CHAMPAIGN, Ill. — Cancerous tumors need nutrients to grow, so they secrete factors promoting new blood-vessel formation to feed themselves. Researchers have long known that cells in low-oxygen environments at the center of the tumor send out these factors, but a new study by University of Illinois researchers found that stemlike cells at the edge of melanoma tumors secrete them, too – particularly when the cells are under strain from a tumor’s complex topology.
Published in the journal Science Advances, the finding illustrates cancer’s robustness in response to stresses, and points to new considerations for assessing tumors and developing treatments that target blood-vessel formation, a process called angiogenesis.
“The flexibility of cancer is one of the big dangers,” said Kristopher Kilian, a professor of bioengineering and of materials science and engineering who led the research. “Cancer can adapt itself to establish optimal roots, to coordinate its own viability and dissemination. In our laboratory conditions, we see a broad spectrum of various factors secreted, but with further study we could identify which ones are more prevalent, look at different cancers and subtypes of cancers, and try to profile secreted molecules that you’d want to inhibit as cancer therapy.”
Kilian’s group previously demonstrated that when the periphery of a melanoma tumor is highly curved and cells are compacted, the cancer cells at the edges behave like stem cells. The researchers called them melanoma-initiating cells for their ability to spread and seed new tumors. In the new study, the researchers looked at these stemlike cells again to see which combination of signaling chemicals they produced.
The team used melanoma microtumors grown in engineered environments that simulate conditions within body tissues. The tumors took a variety of shapes. The researchers compared periphery cells strained into curved shapes and cells from smoother tumors to see if the strain affected what the cells secreted.
“Cells exposed to strained topologies at the perimeter secreted much higher levels of growth factors that promote blood vessels,” Kilian said. “And they did this at normal oxygen levels using the same pathway that we see in low-oxygen cells at the center of tumors, but in this case mechanical cues are responsible.”
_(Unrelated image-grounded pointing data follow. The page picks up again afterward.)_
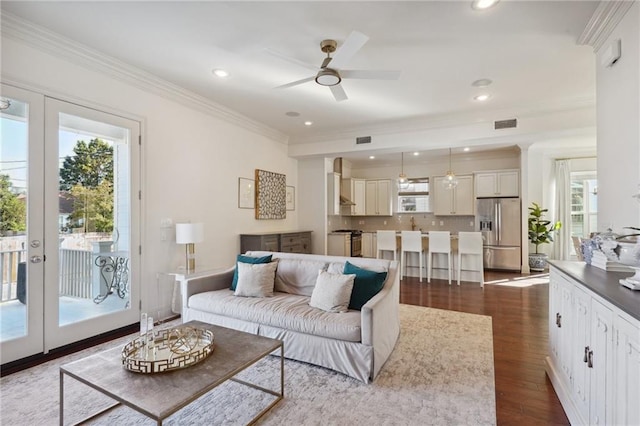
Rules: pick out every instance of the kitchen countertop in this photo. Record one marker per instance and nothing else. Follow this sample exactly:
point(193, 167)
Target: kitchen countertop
point(604, 284)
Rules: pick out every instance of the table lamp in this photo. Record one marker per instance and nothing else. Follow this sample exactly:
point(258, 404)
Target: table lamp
point(189, 234)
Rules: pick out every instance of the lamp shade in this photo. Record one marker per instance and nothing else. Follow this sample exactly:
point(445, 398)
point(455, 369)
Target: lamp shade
point(189, 233)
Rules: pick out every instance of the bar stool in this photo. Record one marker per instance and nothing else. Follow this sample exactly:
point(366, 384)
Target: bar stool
point(386, 241)
point(439, 242)
point(411, 242)
point(470, 243)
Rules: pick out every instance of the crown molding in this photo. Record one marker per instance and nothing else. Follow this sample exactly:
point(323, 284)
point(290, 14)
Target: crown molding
point(426, 123)
point(604, 20)
point(50, 42)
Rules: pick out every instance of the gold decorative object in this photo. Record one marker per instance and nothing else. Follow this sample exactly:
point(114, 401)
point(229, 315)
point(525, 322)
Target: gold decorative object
point(170, 349)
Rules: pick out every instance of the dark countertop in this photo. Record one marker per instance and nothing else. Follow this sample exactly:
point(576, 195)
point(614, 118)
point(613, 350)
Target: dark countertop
point(604, 284)
point(276, 232)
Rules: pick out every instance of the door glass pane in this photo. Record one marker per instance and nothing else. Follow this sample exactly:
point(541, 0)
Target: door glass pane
point(13, 218)
point(93, 219)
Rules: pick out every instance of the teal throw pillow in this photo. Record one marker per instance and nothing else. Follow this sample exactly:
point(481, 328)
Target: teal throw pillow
point(366, 285)
point(247, 259)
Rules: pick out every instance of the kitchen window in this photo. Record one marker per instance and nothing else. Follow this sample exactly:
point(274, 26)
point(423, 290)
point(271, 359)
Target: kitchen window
point(414, 198)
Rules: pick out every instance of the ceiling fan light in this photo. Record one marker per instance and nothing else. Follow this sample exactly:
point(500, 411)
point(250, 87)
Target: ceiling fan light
point(403, 181)
point(450, 180)
point(328, 77)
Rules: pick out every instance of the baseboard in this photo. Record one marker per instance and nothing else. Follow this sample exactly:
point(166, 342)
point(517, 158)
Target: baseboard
point(563, 392)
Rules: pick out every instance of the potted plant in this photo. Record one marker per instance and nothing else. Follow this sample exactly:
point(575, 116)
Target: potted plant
point(540, 232)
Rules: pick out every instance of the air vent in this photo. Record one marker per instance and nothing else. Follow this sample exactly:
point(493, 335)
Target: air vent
point(505, 124)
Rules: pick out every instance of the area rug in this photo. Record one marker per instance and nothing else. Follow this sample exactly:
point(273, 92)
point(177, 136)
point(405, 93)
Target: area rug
point(440, 373)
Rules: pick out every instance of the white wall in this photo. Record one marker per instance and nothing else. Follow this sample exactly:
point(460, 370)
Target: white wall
point(618, 112)
point(191, 162)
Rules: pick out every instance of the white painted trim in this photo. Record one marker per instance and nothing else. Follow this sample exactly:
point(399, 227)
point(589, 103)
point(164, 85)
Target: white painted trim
point(79, 54)
point(602, 23)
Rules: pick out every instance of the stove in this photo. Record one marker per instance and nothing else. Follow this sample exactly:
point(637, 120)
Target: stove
point(356, 241)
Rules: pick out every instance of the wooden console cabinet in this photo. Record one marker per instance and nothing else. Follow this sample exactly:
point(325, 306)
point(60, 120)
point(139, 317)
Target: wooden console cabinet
point(288, 242)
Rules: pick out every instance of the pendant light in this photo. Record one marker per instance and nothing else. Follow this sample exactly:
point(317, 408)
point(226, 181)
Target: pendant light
point(450, 180)
point(403, 182)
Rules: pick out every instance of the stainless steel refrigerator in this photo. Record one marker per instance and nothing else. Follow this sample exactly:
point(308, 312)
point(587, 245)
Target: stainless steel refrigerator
point(499, 221)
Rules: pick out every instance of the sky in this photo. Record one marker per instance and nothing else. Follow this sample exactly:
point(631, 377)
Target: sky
point(13, 149)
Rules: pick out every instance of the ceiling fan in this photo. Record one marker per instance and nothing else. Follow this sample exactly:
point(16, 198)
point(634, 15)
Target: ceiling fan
point(331, 76)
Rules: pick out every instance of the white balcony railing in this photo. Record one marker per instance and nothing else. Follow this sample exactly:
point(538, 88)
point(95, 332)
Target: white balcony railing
point(76, 273)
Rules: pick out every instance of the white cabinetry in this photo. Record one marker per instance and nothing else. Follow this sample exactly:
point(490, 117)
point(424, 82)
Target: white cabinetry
point(458, 201)
point(354, 190)
point(339, 245)
point(594, 355)
point(378, 198)
point(505, 183)
point(333, 194)
point(369, 246)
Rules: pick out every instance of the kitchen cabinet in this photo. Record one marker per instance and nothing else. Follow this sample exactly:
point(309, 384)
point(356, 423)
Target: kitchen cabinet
point(458, 201)
point(355, 190)
point(378, 197)
point(503, 183)
point(333, 194)
point(369, 246)
point(594, 346)
point(339, 244)
point(289, 242)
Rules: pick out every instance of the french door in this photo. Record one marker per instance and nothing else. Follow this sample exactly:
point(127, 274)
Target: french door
point(71, 266)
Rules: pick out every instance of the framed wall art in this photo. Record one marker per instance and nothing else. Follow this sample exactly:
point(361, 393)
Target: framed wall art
point(291, 198)
point(271, 195)
point(246, 193)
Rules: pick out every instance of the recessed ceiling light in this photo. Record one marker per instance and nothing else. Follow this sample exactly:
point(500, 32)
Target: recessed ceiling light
point(220, 73)
point(483, 82)
point(481, 98)
point(483, 4)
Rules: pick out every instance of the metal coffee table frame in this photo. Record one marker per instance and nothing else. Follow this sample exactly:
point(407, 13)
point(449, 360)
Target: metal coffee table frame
point(234, 352)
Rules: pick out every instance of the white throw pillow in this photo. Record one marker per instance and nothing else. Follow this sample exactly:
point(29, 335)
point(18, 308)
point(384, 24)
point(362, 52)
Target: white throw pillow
point(332, 292)
point(256, 280)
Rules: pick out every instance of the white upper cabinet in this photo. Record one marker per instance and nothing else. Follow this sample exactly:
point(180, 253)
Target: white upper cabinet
point(354, 190)
point(378, 198)
point(458, 201)
point(504, 183)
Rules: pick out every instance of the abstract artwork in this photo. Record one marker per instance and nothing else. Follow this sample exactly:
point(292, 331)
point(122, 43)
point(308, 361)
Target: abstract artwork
point(271, 195)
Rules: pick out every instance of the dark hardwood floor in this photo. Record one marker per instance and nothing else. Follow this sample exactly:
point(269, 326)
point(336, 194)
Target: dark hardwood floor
point(519, 309)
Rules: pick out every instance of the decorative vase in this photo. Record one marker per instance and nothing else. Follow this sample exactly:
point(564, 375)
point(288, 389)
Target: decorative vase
point(537, 262)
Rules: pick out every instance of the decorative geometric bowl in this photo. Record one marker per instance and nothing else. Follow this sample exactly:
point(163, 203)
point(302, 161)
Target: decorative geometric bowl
point(626, 253)
point(170, 349)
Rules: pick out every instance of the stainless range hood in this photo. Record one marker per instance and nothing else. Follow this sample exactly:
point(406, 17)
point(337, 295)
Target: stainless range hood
point(337, 168)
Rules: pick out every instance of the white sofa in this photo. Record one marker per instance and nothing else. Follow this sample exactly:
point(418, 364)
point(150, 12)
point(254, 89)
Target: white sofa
point(356, 343)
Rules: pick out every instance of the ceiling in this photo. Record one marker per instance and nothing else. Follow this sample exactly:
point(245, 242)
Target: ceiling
point(527, 48)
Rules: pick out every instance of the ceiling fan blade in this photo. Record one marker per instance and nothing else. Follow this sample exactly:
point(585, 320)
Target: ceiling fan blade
point(338, 93)
point(297, 82)
point(349, 48)
point(290, 59)
point(371, 74)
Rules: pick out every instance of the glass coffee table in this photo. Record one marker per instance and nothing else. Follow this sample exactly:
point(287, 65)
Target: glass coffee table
point(160, 395)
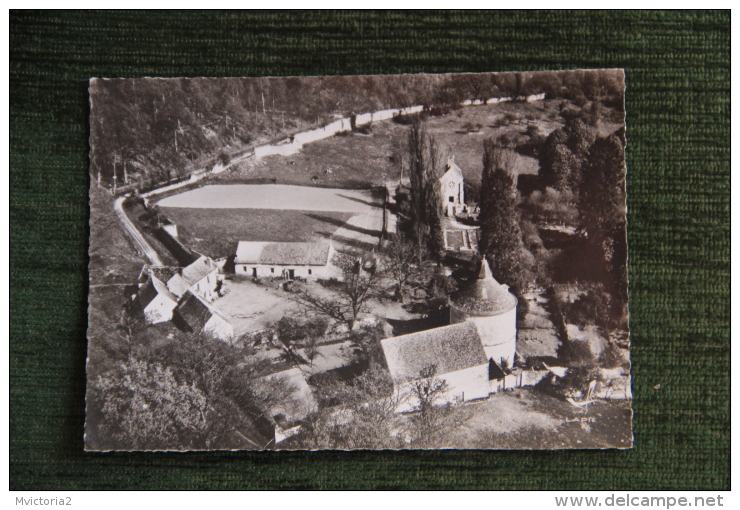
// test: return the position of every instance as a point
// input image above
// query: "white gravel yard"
(275, 196)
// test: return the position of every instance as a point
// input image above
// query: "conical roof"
(484, 295)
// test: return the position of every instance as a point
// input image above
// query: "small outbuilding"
(195, 314)
(155, 301)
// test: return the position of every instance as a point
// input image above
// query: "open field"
(216, 232)
(527, 418)
(357, 160)
(274, 196)
(213, 219)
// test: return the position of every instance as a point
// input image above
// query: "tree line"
(155, 130)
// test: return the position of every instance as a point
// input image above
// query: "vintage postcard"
(359, 262)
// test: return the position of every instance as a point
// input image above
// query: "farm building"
(200, 277)
(470, 353)
(452, 189)
(285, 260)
(455, 352)
(195, 314)
(155, 301)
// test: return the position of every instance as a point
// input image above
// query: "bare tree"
(400, 257)
(364, 417)
(432, 408)
(357, 287)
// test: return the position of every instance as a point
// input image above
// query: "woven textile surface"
(678, 156)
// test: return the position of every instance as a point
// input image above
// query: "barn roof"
(283, 254)
(484, 295)
(151, 289)
(198, 270)
(453, 171)
(195, 311)
(450, 348)
(164, 273)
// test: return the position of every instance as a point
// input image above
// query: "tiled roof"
(453, 171)
(283, 254)
(198, 270)
(450, 348)
(195, 311)
(164, 273)
(150, 290)
(484, 295)
(177, 285)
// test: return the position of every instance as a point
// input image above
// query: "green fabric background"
(678, 154)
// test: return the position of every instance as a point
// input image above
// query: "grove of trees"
(154, 130)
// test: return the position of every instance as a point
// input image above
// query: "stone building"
(452, 188)
(469, 353)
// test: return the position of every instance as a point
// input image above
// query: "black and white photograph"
(421, 261)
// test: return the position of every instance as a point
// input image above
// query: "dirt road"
(142, 244)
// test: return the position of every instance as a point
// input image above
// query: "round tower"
(492, 308)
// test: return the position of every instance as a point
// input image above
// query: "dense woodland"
(156, 130)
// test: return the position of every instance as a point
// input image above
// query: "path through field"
(138, 238)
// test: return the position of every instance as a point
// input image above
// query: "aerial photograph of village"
(359, 262)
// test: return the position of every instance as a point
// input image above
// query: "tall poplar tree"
(426, 200)
(501, 235)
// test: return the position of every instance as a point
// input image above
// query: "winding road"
(143, 246)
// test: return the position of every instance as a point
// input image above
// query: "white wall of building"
(276, 271)
(497, 332)
(219, 328)
(159, 310)
(206, 286)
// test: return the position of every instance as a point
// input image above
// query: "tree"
(426, 202)
(363, 414)
(603, 208)
(146, 407)
(432, 408)
(357, 287)
(400, 258)
(501, 236)
(565, 153)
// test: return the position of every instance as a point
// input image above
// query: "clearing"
(275, 196)
(528, 418)
(357, 160)
(213, 219)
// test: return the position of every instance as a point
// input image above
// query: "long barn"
(285, 260)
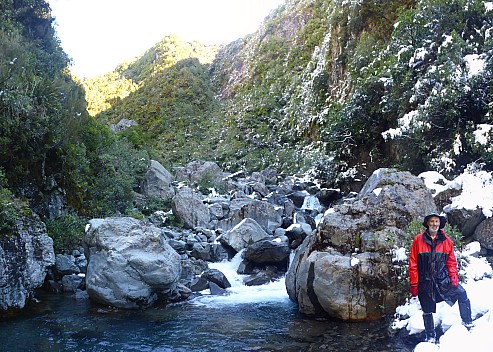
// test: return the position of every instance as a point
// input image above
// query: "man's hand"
(454, 281)
(414, 290)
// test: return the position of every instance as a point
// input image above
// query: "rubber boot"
(465, 314)
(429, 327)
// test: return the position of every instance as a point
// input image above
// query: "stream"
(256, 318)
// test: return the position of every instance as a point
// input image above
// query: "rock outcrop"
(345, 269)
(25, 256)
(130, 263)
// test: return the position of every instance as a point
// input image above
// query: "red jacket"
(432, 264)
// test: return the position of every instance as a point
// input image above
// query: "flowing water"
(249, 319)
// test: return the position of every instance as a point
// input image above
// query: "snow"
(477, 192)
(481, 134)
(479, 286)
(354, 261)
(475, 64)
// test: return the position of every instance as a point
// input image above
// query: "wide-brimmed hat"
(443, 220)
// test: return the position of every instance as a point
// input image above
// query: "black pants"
(428, 305)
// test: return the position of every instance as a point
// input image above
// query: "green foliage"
(67, 232)
(9, 207)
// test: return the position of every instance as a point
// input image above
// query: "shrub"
(67, 232)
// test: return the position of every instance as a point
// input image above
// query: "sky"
(98, 35)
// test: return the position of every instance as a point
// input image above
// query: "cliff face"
(25, 255)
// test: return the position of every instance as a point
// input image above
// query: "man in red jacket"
(433, 273)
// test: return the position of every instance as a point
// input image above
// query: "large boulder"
(130, 264)
(331, 276)
(188, 206)
(158, 182)
(25, 256)
(203, 174)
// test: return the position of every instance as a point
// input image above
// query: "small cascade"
(238, 293)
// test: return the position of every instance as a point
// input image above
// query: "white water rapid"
(238, 293)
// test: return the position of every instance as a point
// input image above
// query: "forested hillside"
(55, 159)
(340, 86)
(336, 87)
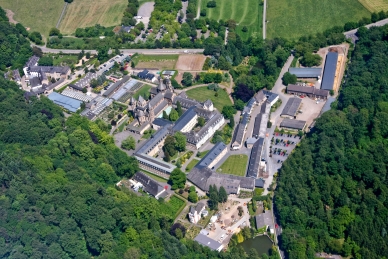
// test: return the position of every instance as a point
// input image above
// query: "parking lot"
(282, 145)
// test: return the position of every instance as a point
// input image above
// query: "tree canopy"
(332, 191)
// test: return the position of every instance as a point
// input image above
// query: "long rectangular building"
(311, 92)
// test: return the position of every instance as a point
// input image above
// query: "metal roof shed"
(306, 72)
(66, 102)
(329, 71)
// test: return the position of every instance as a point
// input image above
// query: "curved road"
(126, 51)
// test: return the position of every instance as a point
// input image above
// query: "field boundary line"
(62, 14)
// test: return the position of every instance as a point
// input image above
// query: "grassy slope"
(38, 15)
(246, 13)
(202, 94)
(294, 18)
(85, 13)
(375, 5)
(235, 164)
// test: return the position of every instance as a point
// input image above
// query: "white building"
(195, 212)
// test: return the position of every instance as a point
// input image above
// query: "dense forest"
(332, 193)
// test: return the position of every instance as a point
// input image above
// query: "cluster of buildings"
(42, 79)
(328, 77)
(149, 113)
(203, 175)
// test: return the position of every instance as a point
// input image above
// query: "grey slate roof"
(293, 124)
(264, 219)
(292, 106)
(255, 158)
(149, 185)
(211, 155)
(329, 71)
(207, 241)
(270, 95)
(240, 130)
(115, 86)
(66, 102)
(184, 119)
(307, 90)
(305, 72)
(259, 183)
(161, 122)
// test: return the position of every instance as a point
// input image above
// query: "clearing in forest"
(375, 5)
(190, 62)
(39, 15)
(235, 164)
(86, 13)
(292, 19)
(247, 13)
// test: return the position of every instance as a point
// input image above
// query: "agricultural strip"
(247, 13)
(86, 13)
(39, 15)
(292, 19)
(202, 94)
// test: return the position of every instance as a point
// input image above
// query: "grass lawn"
(202, 94)
(247, 13)
(86, 13)
(203, 153)
(155, 177)
(235, 164)
(39, 15)
(375, 5)
(293, 19)
(191, 164)
(64, 60)
(155, 61)
(142, 91)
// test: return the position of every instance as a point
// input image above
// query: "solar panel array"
(77, 95)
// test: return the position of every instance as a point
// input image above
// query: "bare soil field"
(86, 13)
(190, 62)
(166, 64)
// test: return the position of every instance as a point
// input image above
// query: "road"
(352, 34)
(264, 19)
(126, 51)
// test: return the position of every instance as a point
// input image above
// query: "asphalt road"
(126, 51)
(264, 18)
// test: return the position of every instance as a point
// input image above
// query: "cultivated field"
(39, 15)
(375, 5)
(293, 19)
(86, 13)
(235, 164)
(247, 13)
(202, 94)
(190, 62)
(155, 61)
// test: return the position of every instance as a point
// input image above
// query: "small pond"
(262, 244)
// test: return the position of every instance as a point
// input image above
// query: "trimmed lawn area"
(247, 13)
(155, 61)
(235, 164)
(375, 5)
(292, 19)
(86, 13)
(191, 164)
(39, 15)
(202, 94)
(155, 177)
(144, 90)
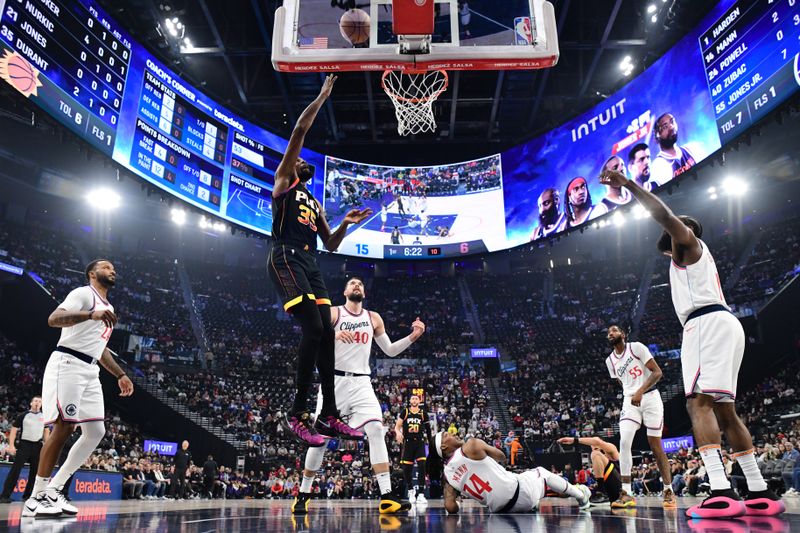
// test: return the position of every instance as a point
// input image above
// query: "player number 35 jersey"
(484, 481)
(91, 336)
(630, 367)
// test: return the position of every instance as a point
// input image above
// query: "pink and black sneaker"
(333, 428)
(299, 426)
(719, 504)
(764, 503)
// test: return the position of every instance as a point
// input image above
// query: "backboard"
(468, 35)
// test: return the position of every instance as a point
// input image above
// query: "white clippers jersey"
(630, 367)
(89, 337)
(695, 286)
(354, 357)
(484, 481)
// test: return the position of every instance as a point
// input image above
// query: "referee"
(32, 433)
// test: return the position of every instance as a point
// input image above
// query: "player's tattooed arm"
(650, 382)
(125, 384)
(681, 234)
(332, 240)
(61, 318)
(286, 169)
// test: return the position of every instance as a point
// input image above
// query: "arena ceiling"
(481, 111)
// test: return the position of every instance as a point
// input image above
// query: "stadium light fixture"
(178, 216)
(734, 186)
(103, 199)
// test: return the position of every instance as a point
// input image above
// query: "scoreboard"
(750, 58)
(80, 66)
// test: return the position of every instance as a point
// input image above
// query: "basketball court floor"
(553, 516)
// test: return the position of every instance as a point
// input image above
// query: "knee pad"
(378, 454)
(93, 431)
(314, 457)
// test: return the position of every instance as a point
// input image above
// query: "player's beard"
(669, 142)
(549, 217)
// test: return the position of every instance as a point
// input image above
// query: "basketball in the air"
(354, 26)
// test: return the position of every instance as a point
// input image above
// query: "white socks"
(384, 482)
(40, 486)
(713, 463)
(747, 460)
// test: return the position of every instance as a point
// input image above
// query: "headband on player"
(437, 441)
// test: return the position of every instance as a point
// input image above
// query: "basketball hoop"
(413, 93)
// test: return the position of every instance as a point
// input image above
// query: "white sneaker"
(40, 507)
(584, 502)
(56, 497)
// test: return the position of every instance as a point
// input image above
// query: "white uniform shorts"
(711, 355)
(531, 490)
(71, 389)
(355, 400)
(649, 413)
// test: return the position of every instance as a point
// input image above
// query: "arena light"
(734, 186)
(639, 212)
(103, 199)
(178, 216)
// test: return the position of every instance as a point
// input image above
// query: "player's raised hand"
(106, 316)
(354, 216)
(418, 328)
(345, 336)
(327, 86)
(125, 386)
(613, 178)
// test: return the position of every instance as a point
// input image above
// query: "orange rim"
(433, 96)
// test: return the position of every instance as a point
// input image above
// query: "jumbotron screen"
(79, 65)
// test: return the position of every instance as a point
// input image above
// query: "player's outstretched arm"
(332, 240)
(393, 349)
(681, 234)
(285, 171)
(125, 384)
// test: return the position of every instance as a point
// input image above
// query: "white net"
(413, 95)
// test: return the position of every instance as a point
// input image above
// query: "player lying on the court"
(712, 350)
(605, 466)
(473, 468)
(356, 328)
(632, 365)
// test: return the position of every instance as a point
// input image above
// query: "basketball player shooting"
(298, 221)
(711, 355)
(474, 469)
(356, 328)
(632, 365)
(71, 390)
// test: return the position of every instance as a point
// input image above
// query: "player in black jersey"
(413, 431)
(605, 469)
(297, 222)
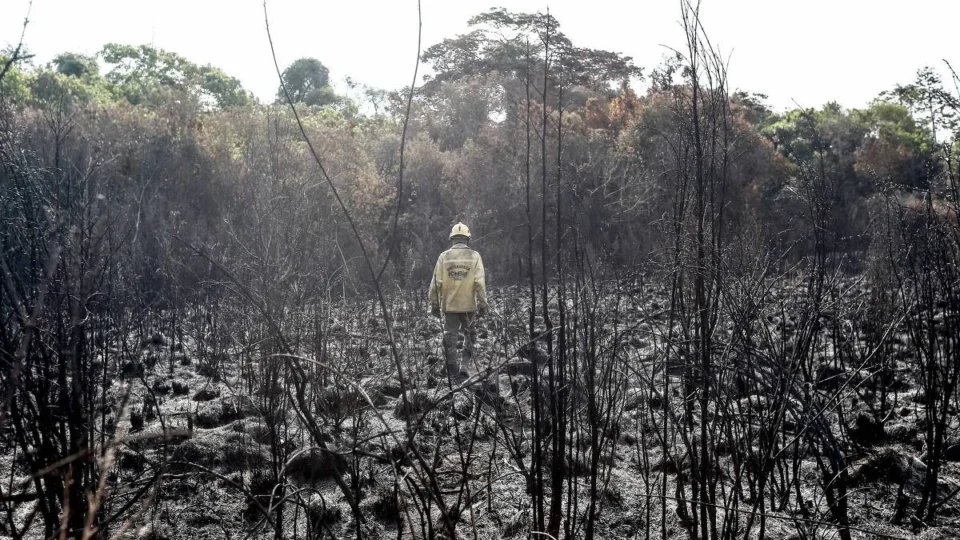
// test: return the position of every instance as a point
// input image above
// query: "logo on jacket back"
(458, 272)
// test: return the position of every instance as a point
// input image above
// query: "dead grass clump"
(315, 465)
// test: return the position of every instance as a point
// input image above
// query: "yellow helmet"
(460, 230)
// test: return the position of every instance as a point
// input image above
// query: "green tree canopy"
(141, 72)
(498, 43)
(308, 81)
(76, 65)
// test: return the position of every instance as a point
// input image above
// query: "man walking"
(458, 292)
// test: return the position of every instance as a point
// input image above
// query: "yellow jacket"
(458, 284)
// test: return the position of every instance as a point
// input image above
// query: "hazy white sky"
(807, 51)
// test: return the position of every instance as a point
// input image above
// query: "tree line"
(731, 293)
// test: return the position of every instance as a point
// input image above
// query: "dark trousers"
(453, 324)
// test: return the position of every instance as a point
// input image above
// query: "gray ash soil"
(216, 477)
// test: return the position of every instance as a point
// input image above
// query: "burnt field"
(805, 415)
(708, 320)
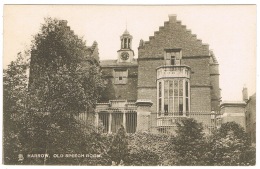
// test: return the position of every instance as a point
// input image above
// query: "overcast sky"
(229, 30)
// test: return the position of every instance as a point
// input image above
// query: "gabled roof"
(114, 63)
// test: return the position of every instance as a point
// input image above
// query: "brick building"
(242, 112)
(250, 113)
(175, 76)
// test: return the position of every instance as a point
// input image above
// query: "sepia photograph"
(129, 85)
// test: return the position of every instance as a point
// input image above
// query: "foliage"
(119, 150)
(187, 147)
(62, 84)
(230, 145)
(62, 75)
(14, 99)
(146, 148)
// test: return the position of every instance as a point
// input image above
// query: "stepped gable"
(173, 35)
(114, 63)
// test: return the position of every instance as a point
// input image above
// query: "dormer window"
(173, 56)
(120, 76)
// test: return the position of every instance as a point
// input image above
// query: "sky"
(230, 31)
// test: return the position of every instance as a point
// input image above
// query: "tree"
(64, 81)
(187, 147)
(230, 145)
(146, 149)
(63, 75)
(14, 101)
(119, 150)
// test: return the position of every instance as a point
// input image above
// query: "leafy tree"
(14, 101)
(64, 81)
(187, 147)
(119, 150)
(146, 149)
(230, 145)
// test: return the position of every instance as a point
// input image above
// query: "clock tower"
(125, 54)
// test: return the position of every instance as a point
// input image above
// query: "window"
(173, 56)
(120, 76)
(173, 97)
(172, 60)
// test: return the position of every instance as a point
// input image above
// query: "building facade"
(175, 76)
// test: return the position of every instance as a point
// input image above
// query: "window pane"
(166, 89)
(166, 105)
(187, 104)
(160, 89)
(171, 88)
(160, 105)
(181, 105)
(187, 89)
(168, 56)
(176, 105)
(171, 104)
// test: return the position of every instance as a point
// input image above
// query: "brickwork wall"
(200, 99)
(238, 119)
(200, 70)
(147, 72)
(173, 35)
(229, 114)
(251, 118)
(119, 91)
(215, 90)
(195, 54)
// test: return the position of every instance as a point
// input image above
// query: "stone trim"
(183, 57)
(152, 87)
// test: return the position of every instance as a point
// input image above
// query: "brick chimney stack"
(245, 94)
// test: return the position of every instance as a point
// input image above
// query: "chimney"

The researchers then looked at melanoma tumors in mice, again comparing those with curved edges and those that were more even. Kilian’s group collaborated with Wawrzyniec Lawrence Dobrucki, a professor of bioengineering and head of the Molecular Imaging laboratory at the Beckman Institute for Advanced Science and Technology. They used a tracer that can monitor angiogenesis in live animals and saw that there was a significant increase in angiogenesis around melanoma-initiating cells at the edges of tumors with strained topology.
This is the first time a link has been established between stem cell-like melanoma-initiating cells and angiogenesis, Kilian said.
“This is important for prognosis and for therapeutic development,” Kilian said. “If you’re aiming at one target when there’s multiple targets, you may be missing a culprit. Low oxygen is still important, but so is looking at the physical properties of the miroenvironment when you’re looking at a tumor to assess what might be the most dangerous spots, as well as designing therapies that might disrupt its growth.”
Kilian’s group is working to verify its results in human tissue and collaborating with physicians at the Mayo Clinic in Rochester, Minnesota, to explore differences among melanoma tumors from different patients.
“Seeing if we can observe and classify these melanoma-initiating cells and secretion profiles in human melanoma is the best next step forward to identifying a way to disrupt it. We are also interested in seeing if these things hold true for other cancers,” Kilian said.
The National Science Foundation supported this work.